Parallèlement à ce mouvement artistique et littéraire, la connaissance scientifique va bon train. S’il fallait encore citer un trait légendaire de cette poussée vers l’Orient, ce serait sans doute l’arrivée en Égypte en 1833 des saint-simoniens, derrière leur père Prosper Enfantin, qui, avec l’intention d’aider Méhémet-Ali dans ses efforts de modernisation de l’Égypte, conçoivent, entre autres, la construction du canal de Suez, ce « lit nuptial » entre l’Orient et l’Occident. Et ne parlons pas des modes vestimentaires, des décors intérieurs, des objets de toute sorte qui témoignent de cette ferveur de la première moitié du XIXe siècle pour l’ « Orient » — cet Orient qui commence à Athènes, libérée des Turcs en 1829, et évoque l’Empire ottoman et les contrées sur lesquelles Constantinople exerce sa tutelle plus ou moins lâche : Égypte, Syrie, Palestine, et plus loin la Perse mythique, convoitée par les puissances européennes.
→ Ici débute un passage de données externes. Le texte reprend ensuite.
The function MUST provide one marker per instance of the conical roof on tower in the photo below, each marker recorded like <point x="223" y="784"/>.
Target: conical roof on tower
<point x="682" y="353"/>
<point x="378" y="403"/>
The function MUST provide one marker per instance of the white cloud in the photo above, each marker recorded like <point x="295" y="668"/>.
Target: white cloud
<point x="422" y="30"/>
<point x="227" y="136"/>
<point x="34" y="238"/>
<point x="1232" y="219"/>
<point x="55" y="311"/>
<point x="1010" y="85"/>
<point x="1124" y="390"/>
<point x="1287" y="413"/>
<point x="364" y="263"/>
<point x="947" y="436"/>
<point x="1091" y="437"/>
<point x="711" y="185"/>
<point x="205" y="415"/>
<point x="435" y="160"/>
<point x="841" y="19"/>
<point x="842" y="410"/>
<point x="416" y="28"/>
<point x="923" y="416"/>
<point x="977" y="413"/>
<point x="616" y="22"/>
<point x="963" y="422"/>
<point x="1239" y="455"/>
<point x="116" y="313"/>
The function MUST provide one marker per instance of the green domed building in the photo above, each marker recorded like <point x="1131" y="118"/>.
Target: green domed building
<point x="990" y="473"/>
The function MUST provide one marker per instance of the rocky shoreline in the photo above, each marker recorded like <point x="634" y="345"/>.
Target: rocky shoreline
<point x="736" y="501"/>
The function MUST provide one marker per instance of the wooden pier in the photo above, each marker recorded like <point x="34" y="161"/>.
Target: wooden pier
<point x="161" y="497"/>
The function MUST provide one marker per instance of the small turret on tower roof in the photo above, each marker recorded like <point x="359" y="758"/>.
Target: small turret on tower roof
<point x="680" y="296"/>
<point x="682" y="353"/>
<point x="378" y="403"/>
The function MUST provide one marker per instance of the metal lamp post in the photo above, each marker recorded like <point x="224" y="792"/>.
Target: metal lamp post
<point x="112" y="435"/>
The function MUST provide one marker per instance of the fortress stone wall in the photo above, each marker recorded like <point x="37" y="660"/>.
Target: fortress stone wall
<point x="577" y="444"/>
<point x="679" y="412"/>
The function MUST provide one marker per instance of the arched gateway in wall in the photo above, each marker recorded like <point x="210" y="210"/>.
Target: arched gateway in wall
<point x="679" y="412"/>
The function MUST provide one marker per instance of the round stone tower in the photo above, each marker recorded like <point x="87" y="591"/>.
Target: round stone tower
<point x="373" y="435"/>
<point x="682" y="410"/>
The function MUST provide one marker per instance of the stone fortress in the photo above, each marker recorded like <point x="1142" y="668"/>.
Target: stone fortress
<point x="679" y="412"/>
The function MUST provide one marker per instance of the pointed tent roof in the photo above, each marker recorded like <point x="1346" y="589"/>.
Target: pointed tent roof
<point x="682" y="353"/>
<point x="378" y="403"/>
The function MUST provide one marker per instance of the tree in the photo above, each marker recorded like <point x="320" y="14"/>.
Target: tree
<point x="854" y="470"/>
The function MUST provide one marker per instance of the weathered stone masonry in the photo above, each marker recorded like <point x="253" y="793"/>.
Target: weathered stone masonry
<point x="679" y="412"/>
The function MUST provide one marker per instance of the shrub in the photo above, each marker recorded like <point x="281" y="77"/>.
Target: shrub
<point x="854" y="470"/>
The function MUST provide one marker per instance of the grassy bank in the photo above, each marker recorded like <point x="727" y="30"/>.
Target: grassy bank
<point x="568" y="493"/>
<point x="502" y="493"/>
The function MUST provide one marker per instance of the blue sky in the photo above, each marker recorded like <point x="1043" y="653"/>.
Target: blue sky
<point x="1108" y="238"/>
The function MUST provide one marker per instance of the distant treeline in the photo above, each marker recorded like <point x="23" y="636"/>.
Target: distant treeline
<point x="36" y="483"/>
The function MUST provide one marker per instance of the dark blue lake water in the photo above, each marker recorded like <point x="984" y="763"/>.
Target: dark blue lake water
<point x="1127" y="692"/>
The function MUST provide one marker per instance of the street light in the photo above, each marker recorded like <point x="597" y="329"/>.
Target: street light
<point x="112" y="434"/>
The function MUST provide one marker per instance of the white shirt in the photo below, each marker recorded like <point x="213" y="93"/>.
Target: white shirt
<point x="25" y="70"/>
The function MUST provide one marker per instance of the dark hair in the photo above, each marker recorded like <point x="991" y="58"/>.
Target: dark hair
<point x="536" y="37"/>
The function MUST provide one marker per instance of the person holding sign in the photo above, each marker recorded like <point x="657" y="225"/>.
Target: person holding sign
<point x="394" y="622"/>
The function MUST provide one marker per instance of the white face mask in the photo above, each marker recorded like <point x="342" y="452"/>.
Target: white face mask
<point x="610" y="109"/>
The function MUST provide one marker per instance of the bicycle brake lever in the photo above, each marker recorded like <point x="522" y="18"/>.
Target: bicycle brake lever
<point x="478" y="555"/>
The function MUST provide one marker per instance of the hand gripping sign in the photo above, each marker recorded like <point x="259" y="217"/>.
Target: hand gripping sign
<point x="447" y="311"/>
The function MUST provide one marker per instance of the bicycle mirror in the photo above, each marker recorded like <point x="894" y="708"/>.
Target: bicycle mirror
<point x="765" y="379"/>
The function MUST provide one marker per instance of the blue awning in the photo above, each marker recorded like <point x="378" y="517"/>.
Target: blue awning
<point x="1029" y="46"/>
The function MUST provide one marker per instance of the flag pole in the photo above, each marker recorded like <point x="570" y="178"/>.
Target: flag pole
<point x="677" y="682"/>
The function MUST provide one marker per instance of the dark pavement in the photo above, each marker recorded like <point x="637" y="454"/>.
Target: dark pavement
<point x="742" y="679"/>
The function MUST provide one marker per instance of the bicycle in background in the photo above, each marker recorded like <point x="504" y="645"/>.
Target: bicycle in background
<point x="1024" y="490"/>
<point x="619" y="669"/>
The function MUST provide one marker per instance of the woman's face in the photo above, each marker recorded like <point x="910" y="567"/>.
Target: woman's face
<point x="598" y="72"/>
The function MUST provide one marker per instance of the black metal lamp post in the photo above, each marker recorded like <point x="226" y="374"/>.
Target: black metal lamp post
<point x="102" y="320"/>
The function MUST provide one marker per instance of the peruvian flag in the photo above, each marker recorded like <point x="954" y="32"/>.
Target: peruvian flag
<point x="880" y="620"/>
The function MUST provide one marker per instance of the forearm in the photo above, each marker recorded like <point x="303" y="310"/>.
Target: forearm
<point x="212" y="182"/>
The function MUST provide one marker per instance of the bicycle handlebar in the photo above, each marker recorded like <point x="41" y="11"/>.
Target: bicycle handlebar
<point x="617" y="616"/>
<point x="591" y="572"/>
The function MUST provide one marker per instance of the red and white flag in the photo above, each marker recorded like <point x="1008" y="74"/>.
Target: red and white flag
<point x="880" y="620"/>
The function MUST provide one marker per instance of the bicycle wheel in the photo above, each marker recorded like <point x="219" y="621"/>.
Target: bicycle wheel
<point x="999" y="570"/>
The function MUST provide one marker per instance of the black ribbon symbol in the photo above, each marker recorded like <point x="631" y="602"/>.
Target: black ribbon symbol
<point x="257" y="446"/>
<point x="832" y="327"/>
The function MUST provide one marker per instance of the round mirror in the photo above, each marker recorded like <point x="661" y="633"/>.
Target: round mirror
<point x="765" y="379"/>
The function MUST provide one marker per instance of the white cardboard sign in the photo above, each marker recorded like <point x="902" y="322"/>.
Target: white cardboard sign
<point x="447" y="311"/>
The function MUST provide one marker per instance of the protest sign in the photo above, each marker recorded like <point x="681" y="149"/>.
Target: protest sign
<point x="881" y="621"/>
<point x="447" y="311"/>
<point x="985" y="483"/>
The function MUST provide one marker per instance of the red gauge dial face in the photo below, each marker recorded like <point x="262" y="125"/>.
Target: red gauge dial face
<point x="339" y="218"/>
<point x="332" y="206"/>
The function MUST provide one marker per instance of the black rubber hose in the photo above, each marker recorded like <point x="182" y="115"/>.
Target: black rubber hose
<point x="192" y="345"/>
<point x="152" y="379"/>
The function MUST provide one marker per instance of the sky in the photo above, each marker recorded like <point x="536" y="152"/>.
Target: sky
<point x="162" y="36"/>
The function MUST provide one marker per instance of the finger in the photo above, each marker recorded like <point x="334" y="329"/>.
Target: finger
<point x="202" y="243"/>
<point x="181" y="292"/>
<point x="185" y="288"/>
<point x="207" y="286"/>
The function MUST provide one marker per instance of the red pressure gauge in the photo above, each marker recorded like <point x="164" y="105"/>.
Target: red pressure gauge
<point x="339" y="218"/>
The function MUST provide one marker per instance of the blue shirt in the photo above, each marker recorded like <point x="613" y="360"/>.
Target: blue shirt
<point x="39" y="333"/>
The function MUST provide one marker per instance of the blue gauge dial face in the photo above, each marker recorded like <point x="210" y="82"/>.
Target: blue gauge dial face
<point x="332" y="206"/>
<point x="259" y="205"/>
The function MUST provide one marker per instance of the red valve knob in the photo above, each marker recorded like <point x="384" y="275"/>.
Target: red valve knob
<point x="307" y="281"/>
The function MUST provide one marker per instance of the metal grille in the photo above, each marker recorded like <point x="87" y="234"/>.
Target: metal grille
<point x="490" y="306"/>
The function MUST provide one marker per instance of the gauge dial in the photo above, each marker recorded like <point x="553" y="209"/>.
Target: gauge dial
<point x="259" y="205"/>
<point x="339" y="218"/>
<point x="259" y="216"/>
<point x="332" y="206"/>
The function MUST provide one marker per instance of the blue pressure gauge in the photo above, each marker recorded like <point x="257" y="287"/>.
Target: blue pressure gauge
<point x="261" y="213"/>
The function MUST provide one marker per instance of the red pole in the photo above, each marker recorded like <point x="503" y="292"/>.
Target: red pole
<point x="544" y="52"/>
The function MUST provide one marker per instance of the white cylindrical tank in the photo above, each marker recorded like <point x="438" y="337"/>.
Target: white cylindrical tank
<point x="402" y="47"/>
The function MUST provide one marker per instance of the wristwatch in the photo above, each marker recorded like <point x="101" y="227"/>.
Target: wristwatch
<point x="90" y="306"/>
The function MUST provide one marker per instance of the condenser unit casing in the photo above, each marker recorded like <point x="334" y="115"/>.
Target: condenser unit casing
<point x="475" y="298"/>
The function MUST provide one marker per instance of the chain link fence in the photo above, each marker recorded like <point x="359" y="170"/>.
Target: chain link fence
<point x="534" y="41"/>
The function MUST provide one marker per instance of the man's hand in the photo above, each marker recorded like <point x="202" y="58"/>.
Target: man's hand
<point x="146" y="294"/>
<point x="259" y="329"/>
On peut parler d’un appel de l’Orient en observant le nombre de personnalités, d’écrivains notamment, qui y répondent. En 1811, Chateaubriand rendait compte de son Itinéraire de Paris à Jérusalem. Une vingtaine d’années plus tard, c’est autour de Lamartine de présenter ses Souvenirs, impressions, pensées et paysages pendant un voyage en Orient. En 1848, moins connu alors, mais aussi révélateur, sortait des presses le Voyage en Orient de Gérard de Nerval. Ces voyageurs ne cherchaient pas la même chose. Chateaubriand, dans son Itinéraire, nous dit qu’il visait surtout les traces du passé, le cadre de ses Martyrs. En fixant le but à Jérusalem, il donnait une suite à son Génie du christianisme ; et si, selon lui, l’Orient s’enfonçait dans la décadence c’était le fait des barbares, des non-chrétiens. L’esprit du croisé survivait chez René. La motivation religieuse n’était pas absente du voyage de Lamartine, une vingtaine d’années plus tard, en quête des « traces de Dieu dans l’Orient », autrement dit l’investigation des lieux bibliques de la Terre sainte, la « terre du témoignage, tout imprimée encore des traces de l’ancien et du nouveau commerce entre Dieu et l’homme ». À vrai dire, ses convictions religieuses évoluèrent quelque peu au cours de ce voyage, surtout après la mort de sa fille Julia à Beyrouth, passant d’un catholicisme conformiste à une sorte de déisme ou de christianisme sans dogme. Gérard de Nerval, lui, parti de Marseille en janvier 1843, désirait échapper à ses obsessions, après la mort de celle qu’il aimait, Jenny Colon. Le récit de son voyage parut d’abord dans des revues, L’Artiste et la Revue des deux mondes. Gustave et Maxime avaient-ils pris connaissance de ces fragments ? Ils n’en disent rien ; le récit complet paraîtra après leur retour, en 1851.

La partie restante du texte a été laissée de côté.